The Grand Tour presenter Jeremy Clarkson has said that fellow Commonwealth member Australia wasn’t meant for human habitation, as deadly wildfires are tearing through vast swathes of the country.
In a light-hearted column in The Sun, Clarkson suggested that God had created Australia as a remote location to “house all his experiments that had gone wrong”.
He went on to joke that God is “embarrassed” with humans learning about the creatures he wanted to hide, so he had decided to set fire to the continent. Clarkson – a former climate change sceptic who once told Greta Thunberg to “go back to school” – refused to speculate over what caused the fires but described them as “something biblical”.
“Thousands of homes have been obliterated. And people are dying,” he wrote. “This has happened before in recent years and there’s no doubt it will happen again. Which means people must accept that Australia isn’t meant for human habitation.”
“So if you’re reading this down there, please come home. You’ll like it. It never stops raining. And we are better at sport.”
What’s going on in Australia?
Bushfire season is nothing new to Australia, with large wooded areas burning there every year due to heatwaves and drought. In the past months, however, the nation has been going through one of its worst fire seasons in memory, aggravated by extreme heat and strong, dry winds from the west.

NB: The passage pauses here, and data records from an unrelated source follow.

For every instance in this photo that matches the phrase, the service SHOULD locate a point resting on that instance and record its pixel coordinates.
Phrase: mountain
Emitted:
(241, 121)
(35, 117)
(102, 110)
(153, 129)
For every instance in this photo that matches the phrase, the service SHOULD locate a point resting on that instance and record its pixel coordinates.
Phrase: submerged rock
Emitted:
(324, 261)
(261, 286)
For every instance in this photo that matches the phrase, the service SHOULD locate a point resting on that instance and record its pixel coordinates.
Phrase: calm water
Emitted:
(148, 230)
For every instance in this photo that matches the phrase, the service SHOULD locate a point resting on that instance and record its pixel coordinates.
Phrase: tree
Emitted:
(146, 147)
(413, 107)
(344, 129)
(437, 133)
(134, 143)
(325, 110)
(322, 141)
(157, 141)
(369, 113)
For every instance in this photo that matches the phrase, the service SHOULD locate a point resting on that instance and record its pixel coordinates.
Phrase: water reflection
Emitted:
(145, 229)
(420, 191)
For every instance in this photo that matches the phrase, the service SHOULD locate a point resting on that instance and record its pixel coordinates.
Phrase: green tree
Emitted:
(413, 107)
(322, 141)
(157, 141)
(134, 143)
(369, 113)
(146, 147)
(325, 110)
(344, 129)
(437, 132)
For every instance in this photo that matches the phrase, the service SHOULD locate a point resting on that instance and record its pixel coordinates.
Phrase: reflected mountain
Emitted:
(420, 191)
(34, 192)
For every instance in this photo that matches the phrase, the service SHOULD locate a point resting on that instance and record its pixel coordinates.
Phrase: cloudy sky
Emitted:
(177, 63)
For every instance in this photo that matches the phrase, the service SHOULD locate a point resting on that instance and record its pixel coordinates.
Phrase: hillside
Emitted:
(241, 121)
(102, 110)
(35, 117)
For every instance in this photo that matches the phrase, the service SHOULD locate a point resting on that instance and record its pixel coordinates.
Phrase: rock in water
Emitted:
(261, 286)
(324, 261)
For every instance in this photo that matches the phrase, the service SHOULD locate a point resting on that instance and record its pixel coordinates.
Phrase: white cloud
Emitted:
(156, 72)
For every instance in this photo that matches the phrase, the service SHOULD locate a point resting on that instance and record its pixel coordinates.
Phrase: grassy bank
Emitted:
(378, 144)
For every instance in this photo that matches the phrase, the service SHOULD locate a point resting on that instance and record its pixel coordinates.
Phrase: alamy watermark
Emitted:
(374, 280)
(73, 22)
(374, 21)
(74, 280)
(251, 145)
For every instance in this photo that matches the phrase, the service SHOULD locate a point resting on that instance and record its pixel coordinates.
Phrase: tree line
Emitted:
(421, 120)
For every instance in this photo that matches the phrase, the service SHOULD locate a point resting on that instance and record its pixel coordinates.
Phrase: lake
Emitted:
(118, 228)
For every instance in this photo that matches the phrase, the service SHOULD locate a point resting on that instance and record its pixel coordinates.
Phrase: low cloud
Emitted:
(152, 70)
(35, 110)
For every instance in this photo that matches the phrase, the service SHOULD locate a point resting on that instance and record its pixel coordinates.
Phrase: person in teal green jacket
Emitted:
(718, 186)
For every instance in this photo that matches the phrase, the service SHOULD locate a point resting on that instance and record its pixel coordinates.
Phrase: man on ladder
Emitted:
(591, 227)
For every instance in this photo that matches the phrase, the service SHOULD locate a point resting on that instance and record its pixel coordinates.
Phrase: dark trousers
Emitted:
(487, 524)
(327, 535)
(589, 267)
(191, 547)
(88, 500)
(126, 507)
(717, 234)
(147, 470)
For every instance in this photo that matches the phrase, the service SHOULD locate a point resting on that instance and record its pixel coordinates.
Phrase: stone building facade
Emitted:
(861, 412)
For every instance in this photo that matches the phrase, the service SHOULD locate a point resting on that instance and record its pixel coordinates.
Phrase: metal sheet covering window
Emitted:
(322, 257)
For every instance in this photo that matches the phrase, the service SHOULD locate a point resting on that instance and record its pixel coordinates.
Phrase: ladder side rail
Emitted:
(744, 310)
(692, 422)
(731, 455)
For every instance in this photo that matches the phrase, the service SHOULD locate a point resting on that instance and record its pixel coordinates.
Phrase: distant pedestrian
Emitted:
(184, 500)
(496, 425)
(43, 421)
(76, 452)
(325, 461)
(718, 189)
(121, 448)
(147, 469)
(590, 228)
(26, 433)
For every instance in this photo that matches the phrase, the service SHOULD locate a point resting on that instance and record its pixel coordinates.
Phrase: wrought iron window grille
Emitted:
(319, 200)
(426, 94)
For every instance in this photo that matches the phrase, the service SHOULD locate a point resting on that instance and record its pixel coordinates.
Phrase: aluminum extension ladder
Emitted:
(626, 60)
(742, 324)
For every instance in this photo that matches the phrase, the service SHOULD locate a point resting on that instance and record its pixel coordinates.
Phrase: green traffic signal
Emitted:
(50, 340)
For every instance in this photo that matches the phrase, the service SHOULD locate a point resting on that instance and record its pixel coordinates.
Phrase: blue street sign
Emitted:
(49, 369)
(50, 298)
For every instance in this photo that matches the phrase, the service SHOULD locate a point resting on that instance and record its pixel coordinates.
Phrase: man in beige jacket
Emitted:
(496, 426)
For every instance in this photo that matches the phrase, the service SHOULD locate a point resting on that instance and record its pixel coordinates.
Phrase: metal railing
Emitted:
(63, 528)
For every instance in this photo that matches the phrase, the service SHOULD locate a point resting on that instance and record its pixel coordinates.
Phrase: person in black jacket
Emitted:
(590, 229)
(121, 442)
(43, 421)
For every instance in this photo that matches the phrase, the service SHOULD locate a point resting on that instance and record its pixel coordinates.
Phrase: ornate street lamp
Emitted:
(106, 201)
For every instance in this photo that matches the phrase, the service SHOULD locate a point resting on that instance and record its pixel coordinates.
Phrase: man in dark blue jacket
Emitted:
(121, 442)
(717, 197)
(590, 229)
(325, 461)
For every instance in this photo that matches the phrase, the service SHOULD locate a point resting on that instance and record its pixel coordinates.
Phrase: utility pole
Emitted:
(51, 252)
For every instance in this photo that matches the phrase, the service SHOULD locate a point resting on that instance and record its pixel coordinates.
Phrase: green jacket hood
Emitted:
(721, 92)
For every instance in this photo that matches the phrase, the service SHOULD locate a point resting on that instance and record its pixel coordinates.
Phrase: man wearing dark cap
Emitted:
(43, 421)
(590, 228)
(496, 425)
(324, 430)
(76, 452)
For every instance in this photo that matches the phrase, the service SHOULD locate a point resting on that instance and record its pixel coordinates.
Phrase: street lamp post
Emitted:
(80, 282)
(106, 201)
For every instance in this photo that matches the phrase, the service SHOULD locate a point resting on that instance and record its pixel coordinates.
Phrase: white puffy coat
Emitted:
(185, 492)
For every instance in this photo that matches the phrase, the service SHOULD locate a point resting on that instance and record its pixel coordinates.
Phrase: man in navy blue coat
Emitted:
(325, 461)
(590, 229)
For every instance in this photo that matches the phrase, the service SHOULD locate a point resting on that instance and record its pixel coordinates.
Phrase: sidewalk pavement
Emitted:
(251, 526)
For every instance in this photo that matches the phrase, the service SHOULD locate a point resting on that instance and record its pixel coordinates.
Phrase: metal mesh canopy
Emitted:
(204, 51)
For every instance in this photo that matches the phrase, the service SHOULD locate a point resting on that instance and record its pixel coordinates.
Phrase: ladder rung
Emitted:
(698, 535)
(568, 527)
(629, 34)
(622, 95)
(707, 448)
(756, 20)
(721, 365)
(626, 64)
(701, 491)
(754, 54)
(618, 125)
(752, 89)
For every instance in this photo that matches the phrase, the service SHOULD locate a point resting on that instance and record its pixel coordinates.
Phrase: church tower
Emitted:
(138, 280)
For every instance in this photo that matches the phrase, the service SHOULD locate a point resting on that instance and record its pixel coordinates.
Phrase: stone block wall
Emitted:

The fires have been burning since September, mostly along the stretches of the country’s eastern coast in New South Wales (the worst-hit state) and Victoria.
Why are the fires so bad?
There has been no consensus on whether climate change was to blame for the disaster, but some climate scientists have said the worsening climate has played a role because it exacerbates the bushfire weather conditions. This year saw Australia break its temperature record twice: the average maximum temperature hit 40.9 C on 17 December, only to be broken a day later, when the mercury tipped the scales at 41.9 C.
Scott Morrison’s government has largely dismissed climate change concerns, with Deputy Prime Minister Michael McCormack saying: “We've had fires in Australia since time began.”
Over four million hectares of land have burned in New South Wales alone – compared with some 900,000 hectares affected in last year’s widely-publicised Amazon fires. At least 19 people have been killed since September and 29 are missing. Some 1,500 homes have been destroyed with mass evacuations being underway, while ecologists estimate that around 480 million animals may have been wiped out already.
As thousands of volunteers and firefighters are struggling to contain the blazes, authorities warn that the conditions will only get worse over the weekend. Typically the bushfire season in Australia peaks in the hottest summer months (January and February), which means that the fires are likely to continue.